The island order is: Plant (starter) → Cold (50K) → Air (100K) → Water (250K) → Earth (500K). That’s it for the first month. Don’t buy Mirror Islands, Fire Haven, Magical Sanctum, or any premium content until all five Natural islands are populated. An empty premium island generates nothing. A full Natural island funds the next one.

Diamonds are MSM’s premium currency. You earn them from Diamond Mines on each island — 1 Diamond per mine per day, so 5 Diamonds daily from 5 Natural islands. That’s 35 per week, 150 per month. Castle upgrades cost 50-200 Diamonds and increase your monster capacity by 5-10 slots per island. A Castle upgrade is a permanent income increase. It pays for itself forever. Speed-ups cost 1-20 Diamonds and save you hours of waiting. A speed-up is a permanent loss. The Diamond you spent on a speed-up at day 3 is a Diamond you can’t spend on a Castle upgrade at day 10.

Every Diamond you spend on speed-ups delays your first Castle upgrade. Every day your Castle upgrade is delayed, you’re operating with fewer monster slots than you could have. Fewer slots means fewer monsters means less coin production means slower island unlocks means slower everything. The speed-up habit compounds negatively across your entire account. The players who reach level 30 in 3 weeks and the players who reach it in 3 months differ primarily in one behavior: Diamond discipline.

When breeding for 4-element monsters — the Entbrat, Deedge, Riff, Shellbeat, and Quarrister that are the backbone of each island’s economy — always use a 3-element + 1-element combination where the 1-element monster provides the missing element. For Entbrat (Plant + Earth + Water + Cold), breed Bowgart (Plant + Water + Cold) + Noggin (Earth). This combination produces only three possible offspring, giving you roughly a 33% chance of Entbrat per attempt. A random 2-element + 2-element combination might produce 8+ possible offspring, dropping your success rate to 10% or lower. The right breeding combination saves you dozens of attempts and days of waiting.

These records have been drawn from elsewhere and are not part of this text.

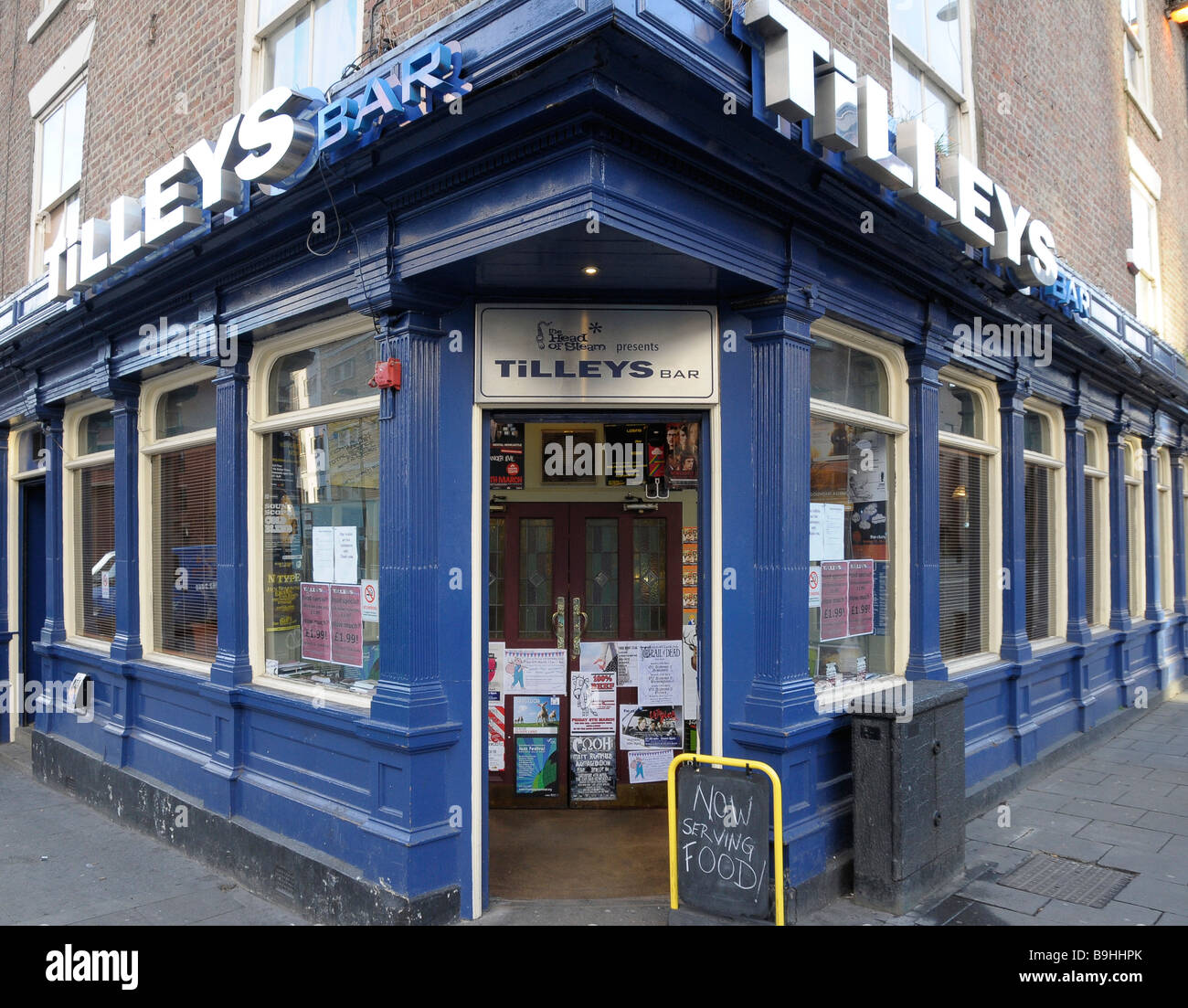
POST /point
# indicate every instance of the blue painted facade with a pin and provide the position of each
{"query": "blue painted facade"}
(614, 109)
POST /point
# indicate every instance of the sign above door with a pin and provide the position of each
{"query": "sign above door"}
(549, 353)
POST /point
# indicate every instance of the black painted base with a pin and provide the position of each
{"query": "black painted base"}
(309, 882)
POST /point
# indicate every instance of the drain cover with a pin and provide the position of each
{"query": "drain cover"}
(1072, 881)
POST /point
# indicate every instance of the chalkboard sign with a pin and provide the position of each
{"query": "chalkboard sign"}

The Breeding Combo That Changed Everything

A player spent two weeks trying to breed an Entbrat on Plant Island. They used Bowgart + T-Rox — a popular combination they found on an old forum post. The problem: Bowgart + T-Rox has 6 possible offspring. Two of them are 3-element monsters with long breed times. The Entbrat success rate with this combo is roughly 6 percent per attempt. Two weeks, 23 attempts, zero Entbrats.

A friend showed them the correct combination: Bowgart + Noggin. Three possible offspring. Two are 1-element monsters that breed in 5 seconds. The Entbrat success rate is roughly 33 percent per attempt. The player got their Entbrat on the third try — 36 hours of breeding time, total. Two weeks of failure versus one day of success. The only difference was switching one parent from T-Rox to Noggin. The breeding combination IS the progression system. A bad combo wastes weeks. A good combo fills your island in days.

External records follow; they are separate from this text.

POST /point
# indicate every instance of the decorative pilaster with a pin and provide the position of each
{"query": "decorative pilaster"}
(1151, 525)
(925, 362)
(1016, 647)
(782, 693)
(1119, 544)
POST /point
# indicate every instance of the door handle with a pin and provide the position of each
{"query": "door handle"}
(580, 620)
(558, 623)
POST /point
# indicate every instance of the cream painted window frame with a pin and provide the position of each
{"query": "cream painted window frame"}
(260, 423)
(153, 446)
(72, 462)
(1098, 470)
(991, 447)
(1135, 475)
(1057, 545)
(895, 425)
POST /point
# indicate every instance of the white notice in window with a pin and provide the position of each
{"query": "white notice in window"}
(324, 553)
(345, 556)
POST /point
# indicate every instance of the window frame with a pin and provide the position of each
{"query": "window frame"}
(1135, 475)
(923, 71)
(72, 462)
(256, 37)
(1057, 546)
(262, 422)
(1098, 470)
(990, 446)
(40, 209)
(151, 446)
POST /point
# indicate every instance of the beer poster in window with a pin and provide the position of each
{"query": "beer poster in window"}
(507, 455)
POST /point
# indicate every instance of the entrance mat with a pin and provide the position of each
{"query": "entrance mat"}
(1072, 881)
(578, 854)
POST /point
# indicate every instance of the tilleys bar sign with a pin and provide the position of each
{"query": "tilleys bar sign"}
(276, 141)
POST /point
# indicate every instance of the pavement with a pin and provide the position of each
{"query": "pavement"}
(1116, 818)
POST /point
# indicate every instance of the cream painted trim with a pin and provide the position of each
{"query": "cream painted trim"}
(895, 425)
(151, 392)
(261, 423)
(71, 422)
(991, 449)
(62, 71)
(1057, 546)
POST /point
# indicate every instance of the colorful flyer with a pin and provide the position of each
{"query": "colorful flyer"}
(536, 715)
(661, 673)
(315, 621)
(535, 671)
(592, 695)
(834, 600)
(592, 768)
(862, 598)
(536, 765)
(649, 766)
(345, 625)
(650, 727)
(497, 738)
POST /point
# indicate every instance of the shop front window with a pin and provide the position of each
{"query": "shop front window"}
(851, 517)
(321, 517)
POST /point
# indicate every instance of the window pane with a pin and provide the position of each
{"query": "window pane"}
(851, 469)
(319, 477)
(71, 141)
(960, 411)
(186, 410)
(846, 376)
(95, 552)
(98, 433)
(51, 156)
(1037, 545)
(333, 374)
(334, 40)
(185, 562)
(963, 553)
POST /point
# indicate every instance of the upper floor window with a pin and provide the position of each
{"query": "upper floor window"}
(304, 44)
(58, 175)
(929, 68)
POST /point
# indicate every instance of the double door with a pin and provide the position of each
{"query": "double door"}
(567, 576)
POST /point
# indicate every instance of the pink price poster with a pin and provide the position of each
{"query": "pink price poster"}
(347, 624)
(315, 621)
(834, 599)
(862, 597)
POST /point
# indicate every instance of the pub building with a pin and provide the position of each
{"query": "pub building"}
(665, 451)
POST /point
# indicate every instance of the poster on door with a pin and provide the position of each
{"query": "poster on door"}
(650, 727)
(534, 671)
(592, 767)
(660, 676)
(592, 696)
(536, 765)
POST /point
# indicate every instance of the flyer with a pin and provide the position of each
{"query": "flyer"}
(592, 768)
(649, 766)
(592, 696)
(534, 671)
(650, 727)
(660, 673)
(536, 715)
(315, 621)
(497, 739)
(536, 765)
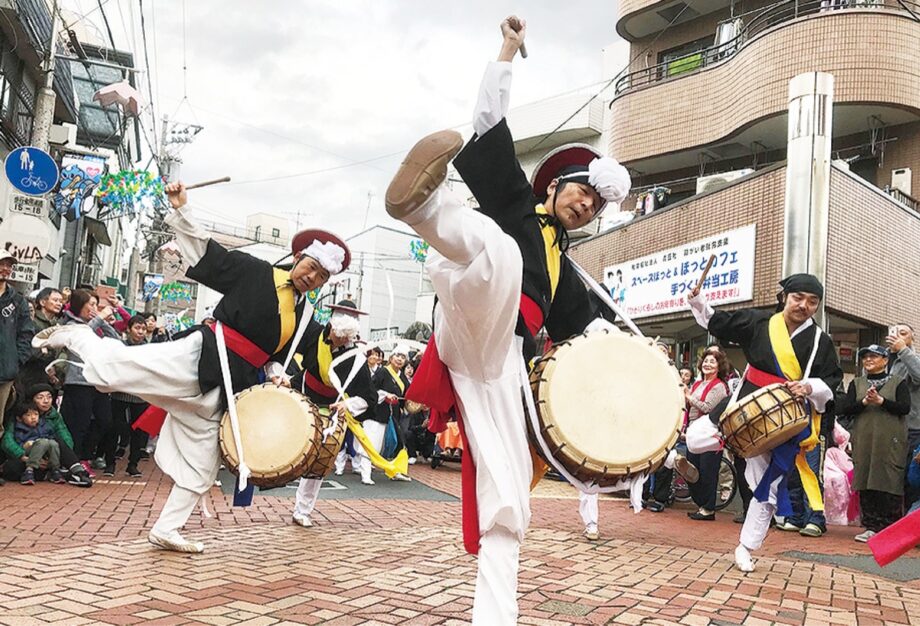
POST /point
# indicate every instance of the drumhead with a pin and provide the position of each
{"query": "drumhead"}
(277, 427)
(613, 399)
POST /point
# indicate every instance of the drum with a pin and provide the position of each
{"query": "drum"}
(279, 432)
(762, 420)
(324, 461)
(608, 405)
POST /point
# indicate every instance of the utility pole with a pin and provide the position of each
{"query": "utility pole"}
(44, 99)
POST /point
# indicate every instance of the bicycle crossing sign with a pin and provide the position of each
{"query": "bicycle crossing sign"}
(31, 170)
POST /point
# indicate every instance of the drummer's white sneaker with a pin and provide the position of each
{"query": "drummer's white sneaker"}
(743, 560)
(303, 520)
(174, 542)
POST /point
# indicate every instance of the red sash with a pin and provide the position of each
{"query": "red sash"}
(151, 420)
(431, 386)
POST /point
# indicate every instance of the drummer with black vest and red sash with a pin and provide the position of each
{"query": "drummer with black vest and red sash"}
(190, 378)
(321, 344)
(785, 347)
(501, 274)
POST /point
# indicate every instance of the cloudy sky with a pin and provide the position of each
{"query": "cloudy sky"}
(310, 106)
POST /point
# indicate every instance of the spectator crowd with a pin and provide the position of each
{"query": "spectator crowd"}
(56, 427)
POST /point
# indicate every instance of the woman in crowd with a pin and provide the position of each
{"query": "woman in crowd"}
(879, 403)
(701, 397)
(87, 412)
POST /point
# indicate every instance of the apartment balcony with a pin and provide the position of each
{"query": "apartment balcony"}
(724, 99)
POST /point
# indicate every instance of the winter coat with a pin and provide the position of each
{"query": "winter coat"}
(16, 331)
(13, 450)
(74, 375)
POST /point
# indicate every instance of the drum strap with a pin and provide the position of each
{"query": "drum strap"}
(244, 471)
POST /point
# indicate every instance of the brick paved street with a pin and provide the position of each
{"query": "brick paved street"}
(73, 556)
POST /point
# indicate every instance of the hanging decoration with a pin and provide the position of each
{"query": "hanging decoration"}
(129, 192)
(152, 284)
(176, 292)
(418, 249)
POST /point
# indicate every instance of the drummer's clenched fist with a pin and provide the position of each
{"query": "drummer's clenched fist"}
(176, 194)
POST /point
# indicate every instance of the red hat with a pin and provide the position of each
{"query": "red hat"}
(304, 238)
(555, 161)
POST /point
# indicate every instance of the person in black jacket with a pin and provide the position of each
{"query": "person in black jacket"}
(16, 332)
(391, 384)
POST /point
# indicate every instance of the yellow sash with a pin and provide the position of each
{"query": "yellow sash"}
(781, 343)
(285, 292)
(553, 254)
(396, 379)
(324, 359)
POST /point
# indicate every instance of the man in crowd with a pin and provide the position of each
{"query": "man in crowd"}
(906, 366)
(16, 330)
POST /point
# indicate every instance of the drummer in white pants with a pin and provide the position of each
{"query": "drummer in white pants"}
(790, 340)
(483, 266)
(258, 314)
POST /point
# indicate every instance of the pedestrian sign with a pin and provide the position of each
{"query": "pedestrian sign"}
(31, 170)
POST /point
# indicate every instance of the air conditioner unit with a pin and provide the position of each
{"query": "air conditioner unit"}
(900, 180)
(717, 181)
(63, 134)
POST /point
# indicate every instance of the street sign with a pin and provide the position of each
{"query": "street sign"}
(26, 205)
(24, 274)
(31, 170)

The Diamond Mine Math: Why Speed-Ups Cost You Millions

A player bought Diamond Mines on all five Natural islands. Great investment — 5 free Diamonds per day, 150 per month. Then they spent those Diamonds on speed-ups every day for 30 days. One hundred fifty Diamonds gone. Their Castle on Plant Island was still level 3 with 30 monster slots. A player who saved those same Diamonds had a level-7 Castle with 50 monster slots. Twenty more slots. Twenty more monsters producing coins 24 hours a day. Over a year, those 20 extra monsters produce approximately 50 million additional coins — enough to buy every premium island in the game. The Diamond Mines were the right purchase. The speed-ups were the wrong spending. Same income source. Same number of Diamonds earned. Different outcome entirely. Where the Diamonds went after they were earned was the only variable.

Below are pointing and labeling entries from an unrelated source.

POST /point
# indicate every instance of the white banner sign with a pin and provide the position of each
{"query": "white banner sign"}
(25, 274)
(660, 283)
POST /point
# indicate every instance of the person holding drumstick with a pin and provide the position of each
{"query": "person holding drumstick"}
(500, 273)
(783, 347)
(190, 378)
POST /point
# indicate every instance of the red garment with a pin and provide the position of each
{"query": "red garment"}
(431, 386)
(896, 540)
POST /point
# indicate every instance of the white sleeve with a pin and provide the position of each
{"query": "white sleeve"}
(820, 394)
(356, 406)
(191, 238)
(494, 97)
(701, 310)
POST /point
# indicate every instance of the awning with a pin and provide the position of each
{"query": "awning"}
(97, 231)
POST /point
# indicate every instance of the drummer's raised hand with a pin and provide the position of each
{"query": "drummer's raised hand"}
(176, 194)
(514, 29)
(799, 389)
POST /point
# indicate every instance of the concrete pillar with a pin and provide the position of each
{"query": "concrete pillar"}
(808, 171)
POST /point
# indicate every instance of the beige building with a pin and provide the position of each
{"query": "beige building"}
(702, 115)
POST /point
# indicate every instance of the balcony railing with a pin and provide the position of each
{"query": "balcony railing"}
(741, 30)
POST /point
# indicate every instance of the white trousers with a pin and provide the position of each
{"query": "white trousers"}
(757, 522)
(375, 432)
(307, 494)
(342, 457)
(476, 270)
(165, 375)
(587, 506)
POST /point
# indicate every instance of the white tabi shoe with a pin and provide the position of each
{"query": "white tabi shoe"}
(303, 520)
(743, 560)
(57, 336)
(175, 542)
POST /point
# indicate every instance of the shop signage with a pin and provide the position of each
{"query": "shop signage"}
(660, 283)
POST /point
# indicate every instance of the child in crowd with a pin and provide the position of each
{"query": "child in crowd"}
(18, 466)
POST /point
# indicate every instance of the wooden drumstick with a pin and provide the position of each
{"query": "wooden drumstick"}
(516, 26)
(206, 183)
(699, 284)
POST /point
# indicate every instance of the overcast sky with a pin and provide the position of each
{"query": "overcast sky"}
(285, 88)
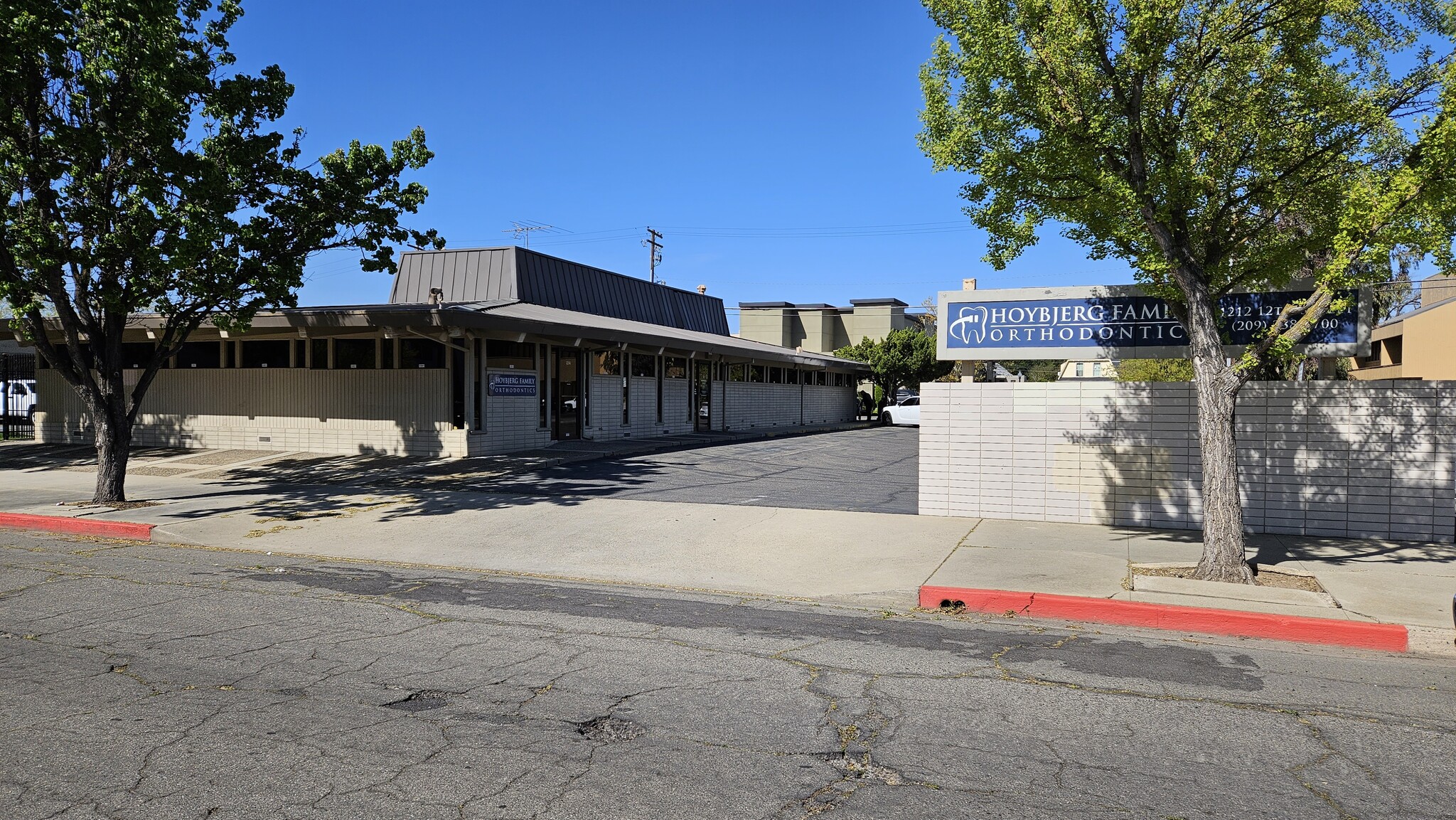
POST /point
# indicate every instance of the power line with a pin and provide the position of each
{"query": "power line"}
(654, 252)
(525, 228)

My Singing Monsters is a game about patience disguised as a game about monsters. The players who fill their islands fastest are not luckier at breeding. They fill islands before buying new ones. They use the right breeding combinations. And most importantly, they never spend Diamonds on speed-ups. Every Diamond saved is a Diamond toward the next Castle upgrade, which is more monster slots, which is more coin production, which is the next island, which is more Diamonds from more mines, which is a virtuous cycle that compounds across months of play. The speed-up habit breaks that cycle. Diamond discipline starts it.